2016-05-16 08:55:41 | TV
 松本人志氏がテレビ番組でベッキーさんの騒動について「飽きたぁ」と言ったことがインターネットのニュースで紹介されていました。私はこれにはとても違和感を覚えています。

 「飽きたぁ」と言うくらいならば自分の番組でどうして取り上げるのでしょうか。自分で大騒ぎしておいて「飽きたぁ」の一言ですませようとしている人に、テレビで発言できる資格はないように思うのです。

 確かに一般の視聴者にとってみれば、ベッキーさんのマスコミの取り上げ方は異常であり、飽きたと思わせるところがあります。だから一般の視聴者の立場からすれば共感が得られる発言かもしれません。そしておそらく松本氏はそのような一般視聴者の立場から発言したのではないかと思われます。

 しかし、一般の視聴者にとってみれば松本氏はテレビ側の人間です。大騒ぎしている側の人間なのです。しかも自分がメインで出演している番組で大きく取り上げているのです。それでいて「飽きたぁ」はない。

 わたしはベッキーさんについて好きなタレントでも嫌いなタレントでもありません。応援したいともその逆とも考えません。そんなわたしにとってベッキーさんの問題は当事者間の問題で回りが大騒ぎするような問題ではないと考えていました。そんな問題をみんなで大騒ぎして、何かやるたびにされに事を大きくするような取り上げ方をするテレビや雑誌メディアのことを、とても不快に感じていました。テレビの視聴率かせぎ戦略にベッキーさんの騒動は利用されたにすぎません。

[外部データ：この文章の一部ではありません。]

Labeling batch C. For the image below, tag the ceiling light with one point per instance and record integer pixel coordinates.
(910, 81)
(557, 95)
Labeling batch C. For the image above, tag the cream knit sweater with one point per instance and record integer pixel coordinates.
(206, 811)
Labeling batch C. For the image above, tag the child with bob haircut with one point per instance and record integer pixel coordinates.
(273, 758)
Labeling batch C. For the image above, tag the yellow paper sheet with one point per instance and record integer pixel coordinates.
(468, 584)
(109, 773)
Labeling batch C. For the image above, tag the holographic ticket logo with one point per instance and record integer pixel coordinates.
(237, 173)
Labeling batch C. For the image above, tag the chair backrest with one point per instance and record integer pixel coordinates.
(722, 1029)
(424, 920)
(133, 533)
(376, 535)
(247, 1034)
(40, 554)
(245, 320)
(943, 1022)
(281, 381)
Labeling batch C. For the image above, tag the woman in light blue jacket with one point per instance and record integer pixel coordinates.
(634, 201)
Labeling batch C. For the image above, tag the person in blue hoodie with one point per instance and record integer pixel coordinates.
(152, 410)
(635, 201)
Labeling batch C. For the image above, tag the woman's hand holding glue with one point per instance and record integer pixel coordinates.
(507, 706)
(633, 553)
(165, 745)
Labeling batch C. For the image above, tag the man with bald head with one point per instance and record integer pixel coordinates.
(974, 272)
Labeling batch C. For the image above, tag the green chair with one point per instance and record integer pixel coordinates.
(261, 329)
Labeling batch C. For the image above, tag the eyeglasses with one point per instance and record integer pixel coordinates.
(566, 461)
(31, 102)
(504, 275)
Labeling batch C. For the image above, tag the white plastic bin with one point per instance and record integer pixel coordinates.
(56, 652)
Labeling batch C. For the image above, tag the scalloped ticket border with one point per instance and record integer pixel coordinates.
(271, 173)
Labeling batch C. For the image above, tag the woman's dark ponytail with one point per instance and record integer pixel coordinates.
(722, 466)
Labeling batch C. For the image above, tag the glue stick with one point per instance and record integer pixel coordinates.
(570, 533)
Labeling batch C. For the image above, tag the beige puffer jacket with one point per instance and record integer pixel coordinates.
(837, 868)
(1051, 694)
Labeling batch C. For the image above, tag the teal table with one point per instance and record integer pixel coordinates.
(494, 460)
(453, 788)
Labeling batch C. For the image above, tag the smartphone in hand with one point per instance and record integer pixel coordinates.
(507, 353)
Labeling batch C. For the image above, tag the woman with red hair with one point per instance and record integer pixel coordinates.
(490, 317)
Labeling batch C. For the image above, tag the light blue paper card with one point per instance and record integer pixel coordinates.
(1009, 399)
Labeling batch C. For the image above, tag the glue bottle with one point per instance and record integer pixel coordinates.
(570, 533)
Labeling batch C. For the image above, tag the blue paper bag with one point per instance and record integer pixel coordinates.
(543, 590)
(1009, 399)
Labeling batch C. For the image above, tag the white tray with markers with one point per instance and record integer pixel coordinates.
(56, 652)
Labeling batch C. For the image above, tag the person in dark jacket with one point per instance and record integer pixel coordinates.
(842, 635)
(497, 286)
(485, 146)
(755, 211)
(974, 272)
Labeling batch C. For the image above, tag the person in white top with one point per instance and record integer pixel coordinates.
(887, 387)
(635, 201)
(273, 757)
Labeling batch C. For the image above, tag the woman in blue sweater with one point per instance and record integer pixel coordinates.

そこまで利用しておきながら最後は「飽きたぁ」と切り捨てるのならこれは大人のいじめです。

 ベッキーさんの問題はデリケートの問題で、もし取り上げるのならばもっと真面目に取り上げるべきです。笑いのネタにするようなものではない。もっとたくさんの社会的な問題がある中で、とりあげないという決断があってもいい。

 今回の件でまたテレビから人は離れていきます。今回の騒動は長い目で見ればテレビの衰退の要因の一つになると思います。